ANDRÉ RUELLAN DANS LES ÉTOILES
Il faisait partie de paysage de la SF (et du fantastique) français depuis les années 50, où il fit, en 1955, une entrée fracassante, sous le pseudonyme de Kurt Steiner, dans la célèbre collection Angoisse du Fleuve noir, où il publia pas moins de 22 volumes en sept ans. Né le 7 aout 1922 à Courbevoie, Ruellan/Steiner est mort le 12 novembre 2016 à l’âge honorable de 94 ans.
Rejeton d’une famille plus que modeste — son père était soudeur, sa mère faisait des ménages — André Ruellan hérite d’une solide idéologie anarchisante et athée qu’il gardera toute sa vie.

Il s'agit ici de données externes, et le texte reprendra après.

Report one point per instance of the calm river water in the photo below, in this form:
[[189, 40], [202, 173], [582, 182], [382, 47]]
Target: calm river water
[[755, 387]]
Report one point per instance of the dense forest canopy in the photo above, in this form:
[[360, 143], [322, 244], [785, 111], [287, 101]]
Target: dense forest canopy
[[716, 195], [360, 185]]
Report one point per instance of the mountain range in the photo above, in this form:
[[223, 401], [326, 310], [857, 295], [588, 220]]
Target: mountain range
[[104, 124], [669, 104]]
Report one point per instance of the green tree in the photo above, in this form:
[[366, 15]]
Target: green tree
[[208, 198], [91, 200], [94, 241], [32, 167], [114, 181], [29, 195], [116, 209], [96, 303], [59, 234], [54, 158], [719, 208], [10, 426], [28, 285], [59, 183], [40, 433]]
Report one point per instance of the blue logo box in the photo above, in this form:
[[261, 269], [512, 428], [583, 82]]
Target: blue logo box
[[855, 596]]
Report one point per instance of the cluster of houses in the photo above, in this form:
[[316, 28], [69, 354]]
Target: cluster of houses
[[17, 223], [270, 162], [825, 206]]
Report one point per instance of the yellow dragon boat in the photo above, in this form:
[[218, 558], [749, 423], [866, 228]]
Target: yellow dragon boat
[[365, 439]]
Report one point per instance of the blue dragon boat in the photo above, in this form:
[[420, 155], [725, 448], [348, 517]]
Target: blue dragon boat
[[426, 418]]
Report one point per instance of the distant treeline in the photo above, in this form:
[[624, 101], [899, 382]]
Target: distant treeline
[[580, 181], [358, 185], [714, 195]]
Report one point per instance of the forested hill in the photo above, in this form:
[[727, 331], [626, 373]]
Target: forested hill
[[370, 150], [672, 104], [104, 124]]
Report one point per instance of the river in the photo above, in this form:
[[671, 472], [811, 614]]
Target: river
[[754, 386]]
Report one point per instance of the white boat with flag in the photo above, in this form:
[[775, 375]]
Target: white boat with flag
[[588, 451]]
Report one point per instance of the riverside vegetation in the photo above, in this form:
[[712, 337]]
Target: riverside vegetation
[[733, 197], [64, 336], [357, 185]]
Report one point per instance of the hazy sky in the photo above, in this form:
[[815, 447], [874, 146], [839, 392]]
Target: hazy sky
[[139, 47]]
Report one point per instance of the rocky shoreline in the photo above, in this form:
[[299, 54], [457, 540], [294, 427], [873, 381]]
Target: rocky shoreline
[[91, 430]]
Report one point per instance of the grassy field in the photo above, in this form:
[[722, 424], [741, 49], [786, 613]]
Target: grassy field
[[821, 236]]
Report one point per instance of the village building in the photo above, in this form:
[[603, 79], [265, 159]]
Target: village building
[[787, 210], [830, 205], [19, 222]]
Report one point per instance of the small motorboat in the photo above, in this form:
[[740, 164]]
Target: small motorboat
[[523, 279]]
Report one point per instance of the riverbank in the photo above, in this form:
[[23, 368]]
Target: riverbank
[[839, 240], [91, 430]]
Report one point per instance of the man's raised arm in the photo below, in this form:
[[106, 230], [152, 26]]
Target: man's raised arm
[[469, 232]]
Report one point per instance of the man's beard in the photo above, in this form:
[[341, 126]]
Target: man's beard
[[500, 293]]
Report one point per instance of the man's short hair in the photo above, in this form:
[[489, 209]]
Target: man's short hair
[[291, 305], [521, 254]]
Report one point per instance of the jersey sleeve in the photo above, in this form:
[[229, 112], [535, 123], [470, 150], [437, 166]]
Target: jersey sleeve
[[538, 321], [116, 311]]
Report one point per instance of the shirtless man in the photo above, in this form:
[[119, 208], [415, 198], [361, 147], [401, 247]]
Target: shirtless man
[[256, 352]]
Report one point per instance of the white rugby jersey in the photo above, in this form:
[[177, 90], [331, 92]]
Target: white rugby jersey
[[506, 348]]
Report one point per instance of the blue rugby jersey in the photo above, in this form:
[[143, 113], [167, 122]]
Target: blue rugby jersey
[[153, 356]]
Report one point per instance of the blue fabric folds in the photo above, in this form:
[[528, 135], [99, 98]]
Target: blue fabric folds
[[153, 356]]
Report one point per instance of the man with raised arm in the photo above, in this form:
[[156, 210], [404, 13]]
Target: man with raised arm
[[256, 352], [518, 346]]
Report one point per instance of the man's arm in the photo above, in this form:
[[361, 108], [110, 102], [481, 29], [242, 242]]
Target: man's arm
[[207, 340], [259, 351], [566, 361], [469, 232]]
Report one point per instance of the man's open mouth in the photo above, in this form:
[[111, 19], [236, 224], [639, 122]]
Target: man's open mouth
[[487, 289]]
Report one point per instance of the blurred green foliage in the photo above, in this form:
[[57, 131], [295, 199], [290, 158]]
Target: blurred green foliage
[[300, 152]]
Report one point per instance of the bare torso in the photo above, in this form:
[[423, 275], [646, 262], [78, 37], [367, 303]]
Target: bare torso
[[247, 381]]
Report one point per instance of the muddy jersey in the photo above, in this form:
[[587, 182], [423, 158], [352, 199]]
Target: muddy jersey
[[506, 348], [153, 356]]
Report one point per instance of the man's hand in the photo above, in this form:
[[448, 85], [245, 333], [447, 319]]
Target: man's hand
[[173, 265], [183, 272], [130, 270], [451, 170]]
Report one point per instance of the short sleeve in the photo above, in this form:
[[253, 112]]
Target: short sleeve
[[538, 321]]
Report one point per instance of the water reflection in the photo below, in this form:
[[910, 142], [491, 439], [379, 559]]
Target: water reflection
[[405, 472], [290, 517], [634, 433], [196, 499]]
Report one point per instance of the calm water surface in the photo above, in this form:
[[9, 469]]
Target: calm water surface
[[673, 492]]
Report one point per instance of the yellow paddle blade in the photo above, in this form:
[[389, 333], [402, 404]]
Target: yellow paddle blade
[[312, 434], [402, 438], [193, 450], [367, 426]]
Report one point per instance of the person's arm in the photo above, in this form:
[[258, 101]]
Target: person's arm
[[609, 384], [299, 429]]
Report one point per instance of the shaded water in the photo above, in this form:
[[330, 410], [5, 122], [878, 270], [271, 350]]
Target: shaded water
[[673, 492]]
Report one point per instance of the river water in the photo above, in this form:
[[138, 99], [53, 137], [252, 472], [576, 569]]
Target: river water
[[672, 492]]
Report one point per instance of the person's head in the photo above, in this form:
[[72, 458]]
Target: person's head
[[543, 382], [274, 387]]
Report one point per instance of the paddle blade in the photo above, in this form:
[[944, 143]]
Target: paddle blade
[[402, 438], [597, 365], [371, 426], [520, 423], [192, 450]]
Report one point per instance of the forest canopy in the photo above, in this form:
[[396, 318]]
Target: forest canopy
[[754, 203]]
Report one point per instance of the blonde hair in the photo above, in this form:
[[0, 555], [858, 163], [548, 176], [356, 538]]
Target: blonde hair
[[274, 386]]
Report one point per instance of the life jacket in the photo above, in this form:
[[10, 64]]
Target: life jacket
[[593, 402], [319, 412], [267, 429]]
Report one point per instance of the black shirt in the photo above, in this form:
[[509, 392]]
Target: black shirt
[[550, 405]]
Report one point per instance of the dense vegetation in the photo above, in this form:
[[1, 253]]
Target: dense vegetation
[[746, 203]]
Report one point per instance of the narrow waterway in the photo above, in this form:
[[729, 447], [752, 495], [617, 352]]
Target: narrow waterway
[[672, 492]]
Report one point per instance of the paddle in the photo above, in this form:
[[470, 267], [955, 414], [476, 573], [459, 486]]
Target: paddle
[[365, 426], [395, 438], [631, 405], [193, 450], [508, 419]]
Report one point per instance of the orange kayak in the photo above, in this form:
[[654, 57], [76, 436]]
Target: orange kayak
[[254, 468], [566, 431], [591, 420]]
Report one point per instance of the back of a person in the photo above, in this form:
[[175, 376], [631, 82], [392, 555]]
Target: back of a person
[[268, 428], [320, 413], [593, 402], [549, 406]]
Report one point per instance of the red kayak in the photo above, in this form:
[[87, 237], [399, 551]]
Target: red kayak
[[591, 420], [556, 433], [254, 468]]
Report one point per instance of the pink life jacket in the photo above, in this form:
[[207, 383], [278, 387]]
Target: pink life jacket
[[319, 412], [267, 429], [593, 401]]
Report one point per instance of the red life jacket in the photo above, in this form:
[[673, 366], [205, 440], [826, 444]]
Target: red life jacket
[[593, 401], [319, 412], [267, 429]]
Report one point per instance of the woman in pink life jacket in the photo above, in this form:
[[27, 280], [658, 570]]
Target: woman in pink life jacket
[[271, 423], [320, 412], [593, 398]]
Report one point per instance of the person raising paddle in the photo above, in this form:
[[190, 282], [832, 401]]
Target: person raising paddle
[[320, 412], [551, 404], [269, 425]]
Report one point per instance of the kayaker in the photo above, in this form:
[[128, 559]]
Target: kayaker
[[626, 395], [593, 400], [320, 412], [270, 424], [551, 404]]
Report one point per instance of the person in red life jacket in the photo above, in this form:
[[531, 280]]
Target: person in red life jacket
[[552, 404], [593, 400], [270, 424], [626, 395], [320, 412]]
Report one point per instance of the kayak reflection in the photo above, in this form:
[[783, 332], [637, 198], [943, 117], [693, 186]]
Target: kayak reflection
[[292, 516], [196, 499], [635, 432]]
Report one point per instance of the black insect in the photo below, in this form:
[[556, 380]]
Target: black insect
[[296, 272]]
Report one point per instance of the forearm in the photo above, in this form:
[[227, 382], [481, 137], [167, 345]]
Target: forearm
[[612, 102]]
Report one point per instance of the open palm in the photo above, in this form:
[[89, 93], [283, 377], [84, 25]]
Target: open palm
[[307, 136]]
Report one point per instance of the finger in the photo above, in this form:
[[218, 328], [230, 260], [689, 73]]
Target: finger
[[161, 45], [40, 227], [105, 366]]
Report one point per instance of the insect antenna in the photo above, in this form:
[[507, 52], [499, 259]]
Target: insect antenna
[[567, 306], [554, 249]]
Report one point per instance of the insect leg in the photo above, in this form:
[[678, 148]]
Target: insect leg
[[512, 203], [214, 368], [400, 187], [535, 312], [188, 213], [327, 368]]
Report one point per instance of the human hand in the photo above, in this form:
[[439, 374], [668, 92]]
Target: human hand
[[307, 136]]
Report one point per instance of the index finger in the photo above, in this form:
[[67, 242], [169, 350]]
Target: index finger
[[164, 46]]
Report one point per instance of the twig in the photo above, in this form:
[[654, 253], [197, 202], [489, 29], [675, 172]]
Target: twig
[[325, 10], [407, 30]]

Un temps instituteur, il se lance dans l’écriture avec deux romans signé Kurt Wargar (dont « Alerte aux monstres » chez un petit éditeur), avant d’être adopté par le Fleuve où, donc, sort son premier Angoisse, « Le bruit du silence», première histoire de zombies française, se plaisait-il à rappeler, et qui fit… grand bruit, car s’y remarquait une écriture précise et très cinématographique peu courante dans la collection. Suivront, entre autres, et parmi ses meilleures publications, « Pour que vive le diable », « Fenêtres sur l’obscur », « Le Seuil du vide », tous romans qui se signalent aussi par l’originalité des thèmes abordés. Mais la littérature, on le sait, ne nourrit pas son homme, et Ruellan entreprend en même temps des études de médecine, ce qui va l’amener à exercer ce noble sacerdoce 12 ans durant, de 1960 à 1972. Ce qui ne veut pas dire que le démon de l’écriture l’avait abandonné puisqu’il publie, en 1963, un délicieux opuscule titré « Manuel du savoir-mourir », bel exercice d’humour noir signé cette fois de son nom et illustré par Topor, qu’il avait connu en rejoignant un temps le mouvement Paniques. Entré en SF, toujours au Fleuve, et toujours sous le pseudonyme de Kurt Steiner avec quelques romans dont le binôme « Aux armes d’Ortog » et « Ortog et les ténèbres », notre homme accède enfin, en 1973, à la prestigieuse collection Ailleurs et demain de chez Laffont dirigée par Gérard Klein, avec « Tunnel », une punk-fiction survoltée. Son mauvais esprit s’exerçait depuis quelques temps dans les pages de Hara-Kiri, où il donnait de courtes nouvelles satiriques signées cette fois Kurt Dupont. N’empêche que ses textes vont se faire rares (signalons en 84 « Mémo », histoire temporelle dickienne qui sera son dernier grand roman), car une autre activité lui était depuis peu tombé sur le dos, le cinéma.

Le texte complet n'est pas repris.